Jim Foreman of Wild Rose was probably one of the most talked-about racers on the course. He showed up to race with Kitty, his 140-pound bull mastiff.
“I learned that it was a sport just yesterday,” he said. “I had the skis, I had the dog, so I thought, ‘Why not, just go for it.’”
And go for it, he did.
Kitty was not quite sure what was expected when it was their turn in the staggered start.
Foreman tried to get the dog running, but Kitty had a mind of her own and just walked from the line. The crowd gave a little cheer as Kitty finally began to move faster, only to run around Foreman and pull him to the ground.
As other teams entered the starting chutes, dogs exchanged friendly barks at one another as their ropes become entangled around ski poles and once in awhile even their skier. People were knocked to the ground by their four-legged counterparts that were excited to start the race. Spectators watched to see just what the event was all about.
It may not have been the picture-perfect start, but after a few minutes, the teams were off and running.
Some of the participants knew just what to do, while others racers still struggled out of the gate.
As they made their way to the halfway mark, instead of going around the bend, some of the four-legged friends decided to greet spectators cheering along the course. Others were quickly catching on to what was expected of them and the whipped on by.
Spectators were still buzzing and were now were wondering who would come in first.
Madison’s Hawkin Zukowski and Kona brought home the first-place finish with a time of 9:34. Other finishers and their times are Thompson (11:19), Jason Kinziger (11:37), Olsen (11:53), Glen Coenen (13:18), Baumgartner (13:36), Lashua (15:37) and Foreman (24:01).
“Skiing with your dog is the best,” Zukowski said. “Most places don’t allow you to have dogs at them, so when the opportunity arises, I go for it. The Iola Winter Sports Club is a top-notch place.

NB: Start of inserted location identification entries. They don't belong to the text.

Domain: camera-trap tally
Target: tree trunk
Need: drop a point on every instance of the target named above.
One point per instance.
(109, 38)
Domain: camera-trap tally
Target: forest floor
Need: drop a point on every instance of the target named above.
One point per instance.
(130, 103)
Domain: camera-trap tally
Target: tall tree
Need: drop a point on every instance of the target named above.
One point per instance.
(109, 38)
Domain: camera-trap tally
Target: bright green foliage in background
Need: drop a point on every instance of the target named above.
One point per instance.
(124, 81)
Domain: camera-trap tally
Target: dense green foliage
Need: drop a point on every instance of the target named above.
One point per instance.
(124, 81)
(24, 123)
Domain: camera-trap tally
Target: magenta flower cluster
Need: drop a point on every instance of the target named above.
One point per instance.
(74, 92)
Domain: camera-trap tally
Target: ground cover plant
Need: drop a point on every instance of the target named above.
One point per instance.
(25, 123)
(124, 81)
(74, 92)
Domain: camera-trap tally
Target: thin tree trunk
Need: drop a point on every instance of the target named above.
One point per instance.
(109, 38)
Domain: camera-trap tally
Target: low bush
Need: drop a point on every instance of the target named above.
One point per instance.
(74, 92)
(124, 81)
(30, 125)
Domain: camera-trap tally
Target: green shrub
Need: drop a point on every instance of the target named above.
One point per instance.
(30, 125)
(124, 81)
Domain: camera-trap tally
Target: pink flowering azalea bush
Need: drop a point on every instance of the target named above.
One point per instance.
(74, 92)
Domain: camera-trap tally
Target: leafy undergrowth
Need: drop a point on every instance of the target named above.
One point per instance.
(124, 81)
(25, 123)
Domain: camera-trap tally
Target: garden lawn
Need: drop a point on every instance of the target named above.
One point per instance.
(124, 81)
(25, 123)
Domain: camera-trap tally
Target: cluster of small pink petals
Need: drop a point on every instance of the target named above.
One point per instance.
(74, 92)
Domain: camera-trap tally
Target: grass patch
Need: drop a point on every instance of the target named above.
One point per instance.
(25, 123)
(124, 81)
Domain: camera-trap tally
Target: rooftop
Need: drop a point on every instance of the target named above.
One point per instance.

“I did not even know this place existed,” Olsen said. “This place is awesome. What a great opportunity for new racers to try or to simply come and see and ask questions. It really takes guts to put on an event like this, when people really don’t know much about it.”
“Iola has this hidden treasure out here at the ski hill,” Lashua said. “Some of the locals don’t even know about it. I hope to see the skijoring continue in the years to come. Maybe even one day they will have a trail system where we can do this all the time.”